Sure, this album is immature. It's self-consciously and ironically indulging itself in the seediest possible topics ('primarily for single teenage males sitting in London bedsits' if you ask my unsympathetic friend), but it does so in a way that's alternately funny, depressing, disturbing, playful, jarring, and horrifying. Whether it's pretense or not is unimportant. Its political undertones, in the form of the first-person hypocrisy of 'Chip on My Shoulder' (not unlike some of the Manics) and the fetishist 'Memorabilia' are much easier to stomach than most bands' cringe-inducing forays into such topics.
That I failed to realize on first listen the power of the chillingly callous opener to this album calls my discernment into question. 'Frustration' is an unbelievably brutal depiction of mediocrity, unmatched by anything I've ever heard. If Of Montreal attempts something similar some fifteen years later in 'The Autobiographical Grandpa', it's a much more compassionate portrayal of a wasted and lonely existence. 'Frustration' exploits the peculiarly British inclination to omit articles to great effect. 'I have life / ordinary wife', etc.
Youth truly is skin deep, but reading these words don't do justice to the image of lost innocence in which Soft Cell's 'Youth' bleakly wallows.

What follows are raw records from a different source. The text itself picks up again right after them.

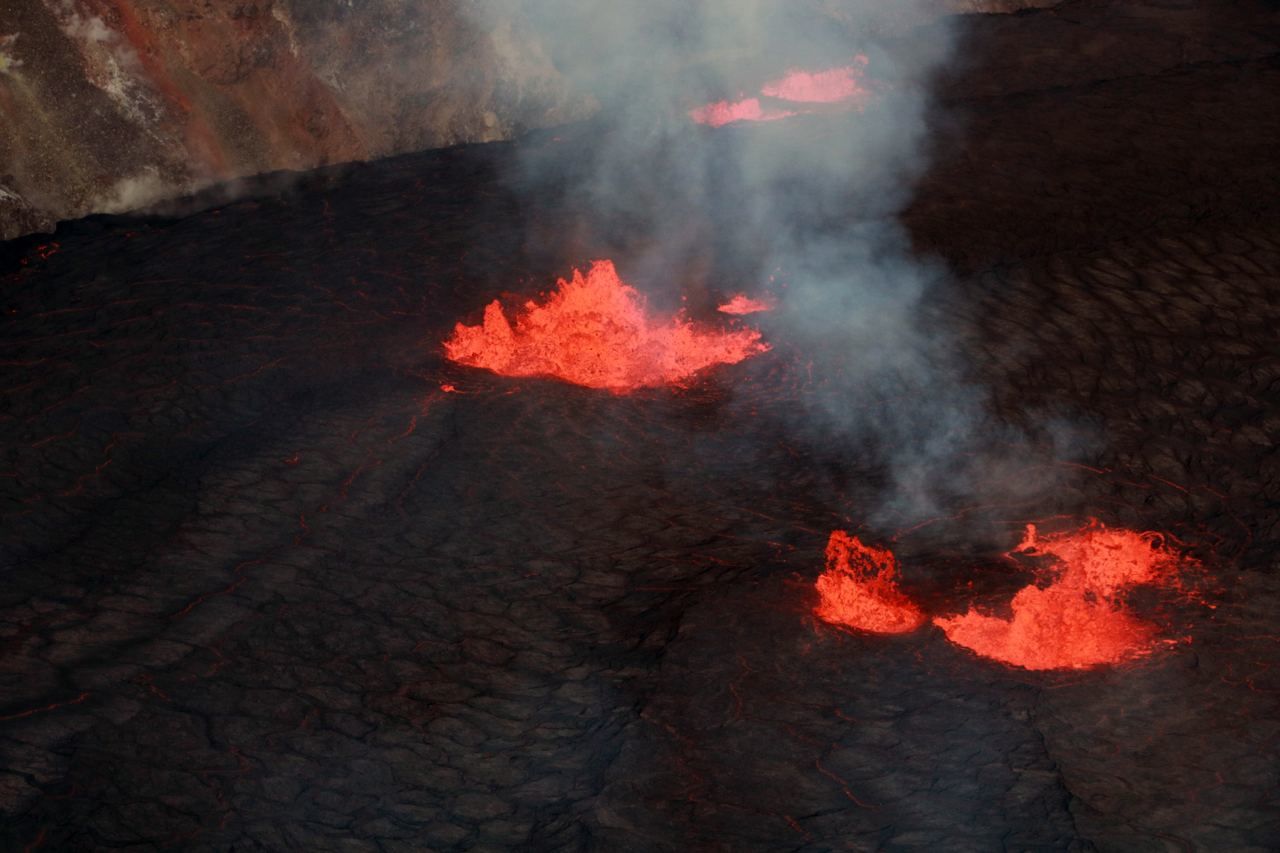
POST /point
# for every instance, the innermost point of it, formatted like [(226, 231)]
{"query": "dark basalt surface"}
[(268, 585)]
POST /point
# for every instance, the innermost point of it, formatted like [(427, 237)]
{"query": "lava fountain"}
[(1078, 620), (859, 589), (595, 331)]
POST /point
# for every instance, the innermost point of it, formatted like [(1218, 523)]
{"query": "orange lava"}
[(1079, 620), (798, 87), (743, 304), (595, 331), (859, 589)]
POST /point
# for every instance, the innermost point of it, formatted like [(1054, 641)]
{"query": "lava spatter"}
[(1079, 620), (859, 589), (595, 331)]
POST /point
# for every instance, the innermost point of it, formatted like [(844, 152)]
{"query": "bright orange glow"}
[(1079, 620), (859, 589), (844, 85), (743, 304), (828, 86), (595, 331)]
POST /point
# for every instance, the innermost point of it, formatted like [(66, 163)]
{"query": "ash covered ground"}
[(269, 585)]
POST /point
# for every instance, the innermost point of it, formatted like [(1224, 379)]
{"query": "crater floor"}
[(268, 584)]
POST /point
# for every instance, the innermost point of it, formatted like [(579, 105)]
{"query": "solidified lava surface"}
[(280, 576)]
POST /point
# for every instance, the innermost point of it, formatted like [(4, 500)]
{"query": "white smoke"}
[(813, 199)]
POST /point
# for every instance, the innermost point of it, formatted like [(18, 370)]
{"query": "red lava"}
[(1079, 620), (741, 304), (828, 86), (859, 589), (842, 85), (595, 331)]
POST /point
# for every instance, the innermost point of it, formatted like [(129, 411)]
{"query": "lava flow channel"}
[(859, 589), (595, 331), (795, 94), (1079, 620)]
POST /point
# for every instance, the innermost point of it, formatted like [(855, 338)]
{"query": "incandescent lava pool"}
[(282, 575)]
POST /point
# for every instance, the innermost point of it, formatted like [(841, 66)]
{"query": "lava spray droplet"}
[(595, 331), (859, 589), (1079, 620)]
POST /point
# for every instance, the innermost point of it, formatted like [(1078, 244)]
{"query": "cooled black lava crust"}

I can only think of analogues in bands so far inferior that I'm loath to disgrace this page with their names, but the songs are called 'Losing a Whole Year' and 'No Sex'. This is the kind of song that calls into question whether sex should ever, under any circumstances, be condoned; a relative in spirit might be Tolstoy's Confession.
'Sex Dwarf' indulges itself in a self-conscious portrait of purest perversion. It's strangely intermediate, half funny in how hard it tries, and half disturbing. If you listen to the lyrics, I think it comes off as somewhat immature and silly, but if you imagine an actual sex dwarf 'on a long black leash' or 'making it with the dumb chauffeur'... well enough said.
As I'm sure you can tell, I'm currently in the phase where, after several casual listens, the album has coalesced into something living in my mind. What that says about the current state of my life I shudder to consider. This page will see a lot of revision. Have no feelings / have no sex / wonder who to rip off next!